Coding Categorical Predictors in General Linear Models
main topic
     
 

To include categorical variables in your general linear model, Minitab codes the categories so they can be included in the regression equation. General Linear Models does this automatically. You have two coding options: - 1, 0,  1 coding or 0, 1 coding. You can choose the coding scheme in the Coding subdialog box. Regardless of the coding that you choose, the test of the overall effect of the categorical variable remains the same.

When you have categorical variables, the coefficients are interpreted relative to a reference level. See Setting reference levels in General Linear Model for more information.

-1, 0, 1 coding

 - 1, 0, 1 coding is the default for General Linear Models and Design of Experiements (DOE), and is also known as effect or treatment coding. This type of coding gives estimates of effects in terms of differences with the mean.

In the design matrix, Minitab creates columns and assigns a 1 when a row belongs to the column group. No column is created for the reference level. In the example below, if the row of any column corresponds to New York (the reference level), it is assigned a -1.

If location is...

Hong Kong is coded as...

London is coded as...

Hong Kong

1

0

London

0

1

New York

-1

-1

1, 0 coding

1, 0 coding (also known as binary or dummy coding) is the default for regression analyses. This type of coding gives parameter estimates that can be interpreted as the difference of a level compared to a reference level.

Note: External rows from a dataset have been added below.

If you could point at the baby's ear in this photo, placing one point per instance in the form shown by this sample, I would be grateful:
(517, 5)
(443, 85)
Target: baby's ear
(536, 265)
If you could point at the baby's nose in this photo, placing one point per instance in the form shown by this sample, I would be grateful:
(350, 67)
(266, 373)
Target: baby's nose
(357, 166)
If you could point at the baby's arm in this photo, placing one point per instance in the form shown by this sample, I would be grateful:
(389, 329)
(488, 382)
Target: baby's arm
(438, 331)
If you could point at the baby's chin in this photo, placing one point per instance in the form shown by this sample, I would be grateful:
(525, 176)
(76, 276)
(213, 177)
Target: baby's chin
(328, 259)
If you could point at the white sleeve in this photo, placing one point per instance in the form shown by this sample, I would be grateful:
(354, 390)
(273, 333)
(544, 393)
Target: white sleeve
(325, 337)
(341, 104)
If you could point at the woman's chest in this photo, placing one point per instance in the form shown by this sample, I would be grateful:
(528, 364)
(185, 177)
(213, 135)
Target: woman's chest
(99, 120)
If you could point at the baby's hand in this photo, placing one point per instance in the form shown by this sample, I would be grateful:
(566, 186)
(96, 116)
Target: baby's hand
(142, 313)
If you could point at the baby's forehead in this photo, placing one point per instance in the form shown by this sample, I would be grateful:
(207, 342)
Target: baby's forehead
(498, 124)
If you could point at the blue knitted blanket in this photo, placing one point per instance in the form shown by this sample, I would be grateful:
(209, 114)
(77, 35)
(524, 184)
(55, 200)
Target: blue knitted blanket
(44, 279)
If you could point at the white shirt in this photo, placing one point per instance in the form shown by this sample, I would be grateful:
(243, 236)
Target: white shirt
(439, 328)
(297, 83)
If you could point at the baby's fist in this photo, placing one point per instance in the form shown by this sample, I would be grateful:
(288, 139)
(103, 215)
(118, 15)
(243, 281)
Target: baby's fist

For example, you want to include the categorical variable Location in your regression model. Location has three levels: Hong Kong, London, and New York. If you choose 1, 0 coding , Minitab codes the three levels of the variable as follows.

If location is...

London is coded as...

New York is coded as...

Hong Kong

0

0

London

1

0

New York

0

1

The design matrix does not include a separate column of codes for the reference level Hong Kong. When an observation equals the reference level, it is coded as 0 in all of the dummy variable columns.

Note

Calc > Make Indicator Variables uses 1, 0 coding.

Tip

To see how Minitab codes the categorical variables in your analysis, store the design matrix in the Storage subdialog box. Then choose Data > Display Data and select the design matrix to view it in the Session window.